Bill de Blasio and Chirlane McCray have called it quits after almost three decades together.

The pair announced the sudden decision in a New York Times interview published on Wednesday morning.

According to the former NYC mayor, he and McCray first made the decision to separate “about two months ago” while watching television at their Park Slope, Brooklyn townhouse on a Saturday night.

Also surprising was the revelation that de Blasio and McCray do not plan to divorce and will remain separated as they both date other people.

The pair will also continue sharing their Brooklyn home after the split “for the time being.”

“I can look back now and say, ‘Here were these inflection points where we should have been saying something to each other,’” de Blasio told the Times. “And I think one of the things I should have said more is: ‘Are you happy? What will make you happy? What’s missing in your life?’”

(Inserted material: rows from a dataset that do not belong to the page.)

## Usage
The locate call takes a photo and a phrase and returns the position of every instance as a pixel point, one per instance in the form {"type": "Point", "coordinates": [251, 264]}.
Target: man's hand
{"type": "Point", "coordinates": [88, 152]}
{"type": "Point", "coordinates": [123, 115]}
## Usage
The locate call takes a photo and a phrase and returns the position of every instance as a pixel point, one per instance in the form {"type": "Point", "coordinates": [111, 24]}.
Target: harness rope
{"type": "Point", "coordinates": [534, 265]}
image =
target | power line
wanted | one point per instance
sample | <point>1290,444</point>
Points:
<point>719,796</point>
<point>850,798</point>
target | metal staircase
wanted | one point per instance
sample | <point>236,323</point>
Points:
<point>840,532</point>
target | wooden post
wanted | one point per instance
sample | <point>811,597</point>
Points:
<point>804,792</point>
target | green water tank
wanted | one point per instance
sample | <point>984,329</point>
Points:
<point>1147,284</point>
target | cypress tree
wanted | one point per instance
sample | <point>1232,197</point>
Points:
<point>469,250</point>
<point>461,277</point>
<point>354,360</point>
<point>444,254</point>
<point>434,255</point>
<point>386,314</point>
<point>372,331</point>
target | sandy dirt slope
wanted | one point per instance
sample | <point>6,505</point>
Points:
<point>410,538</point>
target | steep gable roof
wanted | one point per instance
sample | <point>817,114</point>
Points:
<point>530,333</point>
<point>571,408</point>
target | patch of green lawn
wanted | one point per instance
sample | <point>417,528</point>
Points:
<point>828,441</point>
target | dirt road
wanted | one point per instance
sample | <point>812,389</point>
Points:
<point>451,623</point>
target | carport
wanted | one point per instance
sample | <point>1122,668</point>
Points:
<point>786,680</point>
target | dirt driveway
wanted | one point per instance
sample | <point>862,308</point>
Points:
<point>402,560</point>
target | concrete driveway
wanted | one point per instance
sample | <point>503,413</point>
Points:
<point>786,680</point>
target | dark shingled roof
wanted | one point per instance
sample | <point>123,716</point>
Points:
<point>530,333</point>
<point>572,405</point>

“I just want to have fun,” McCray added. “It’s not that we haven’t had fun.”

“How can you be a couple in the fullness of what you tend to think,” she continued, “when you’ve got this responsibility on your shoulders and you don’t want to add to that?”

The couple first married in 1994 in Brooklyn’s Prospect Park. McCray was allegedly an “out lesbian” when the couple first met and de Blasio said he “always lived” with the thought that their relationship was a “time bomb ticking.”

“For the guy who took the chance on a woman who was an out lesbian and wrote an article called ‘I Am a Lesbian,’” de Blasio told the Times, “there was a part of me that would at times say, ‘Hmmm, is this like a time bomb ticking? Is this something that you’re going to regret later on?’”

“So I always lived with that stuff,” he added.

After leaving office in 2021, de Blasio ran for Congress in 2022. He ultimately withdrew from the race on July 19 – two months after announcing his campaign on May 20 – and announced it was “time for me to leave electoral politics.”